Había sido una buena iniciativa.
– Con mutilación resultó la lista más extensa. -Aguardó a que yo pasara a la segunda página-. Ésa fue peor que descuartizamiento. Entonces traté de combinarlo con la palabra «posmórtem» como limitador para escoger los casos en que el… -volvió las palmas en el aire e hizo un movimiento con los dedos como si rascara, cual si tratara de captar la palabra del aire- el hecho tuviera lugar después de la muerte. -La miré esperanzada-. Sólo apareció un tipo al que le habían cortado el miembro.

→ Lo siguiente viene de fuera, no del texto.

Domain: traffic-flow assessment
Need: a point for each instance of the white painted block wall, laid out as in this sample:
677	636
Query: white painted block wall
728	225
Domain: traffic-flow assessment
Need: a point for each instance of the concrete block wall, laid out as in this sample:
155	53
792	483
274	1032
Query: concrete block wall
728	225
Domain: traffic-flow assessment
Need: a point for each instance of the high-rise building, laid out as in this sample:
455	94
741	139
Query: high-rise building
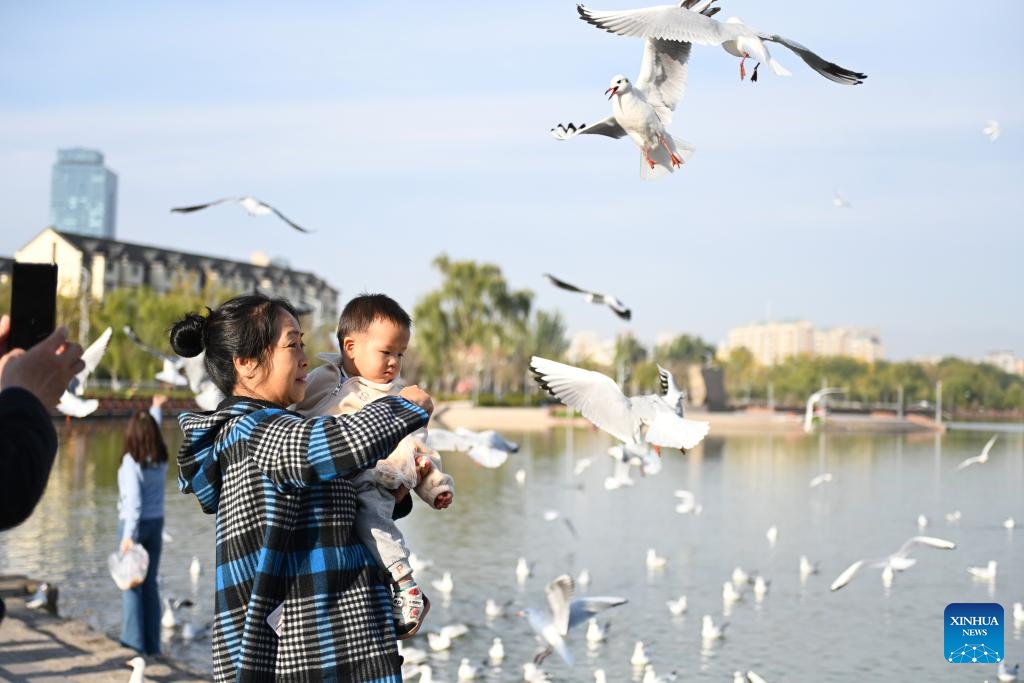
83	195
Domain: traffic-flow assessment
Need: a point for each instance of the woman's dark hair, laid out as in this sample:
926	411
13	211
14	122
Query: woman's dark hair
245	327
143	440
359	313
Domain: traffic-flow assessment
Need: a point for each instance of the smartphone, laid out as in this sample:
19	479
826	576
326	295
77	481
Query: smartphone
33	303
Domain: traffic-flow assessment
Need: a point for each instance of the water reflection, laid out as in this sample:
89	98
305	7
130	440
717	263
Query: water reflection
747	482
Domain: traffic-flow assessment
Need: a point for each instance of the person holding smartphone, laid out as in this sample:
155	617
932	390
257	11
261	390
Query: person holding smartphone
31	384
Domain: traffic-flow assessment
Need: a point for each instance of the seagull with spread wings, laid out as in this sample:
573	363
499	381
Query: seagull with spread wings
616	306
643	110
683	24
252	206
487	449
72	402
208	396
634	420
565	611
898	561
980	459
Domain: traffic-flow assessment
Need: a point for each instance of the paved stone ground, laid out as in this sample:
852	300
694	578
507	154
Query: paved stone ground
38	647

– El ordenador lo interpretó de modo literal -acoté.
– ¿Cómo?
– No importa.
Otra broma que pasaba desapercibida.
– Luego probé «mutilación» en combinación con el limitador «posmórtem» y…
Recogió de la mesa el último impreso y me lo tendió.
– ¡Bango! ¿Es eso lo que ustedes dicen?
– Bingo.
– Pues ¡bingo! Creo que esto puede ser lo que usted desea. Cabe prescindir de algunos casos especiales, como los drogadictos que utilizaban ácido. -Señaló varias líneas que estaban tachadas-. Éstos no creo que le interesen.
Asentí con aire ausente, por completo absorta en la página tres donde aparecían relacionados doce casos de los que ella había tachado tres.
– Pero quizás haya otros que sí le interesen.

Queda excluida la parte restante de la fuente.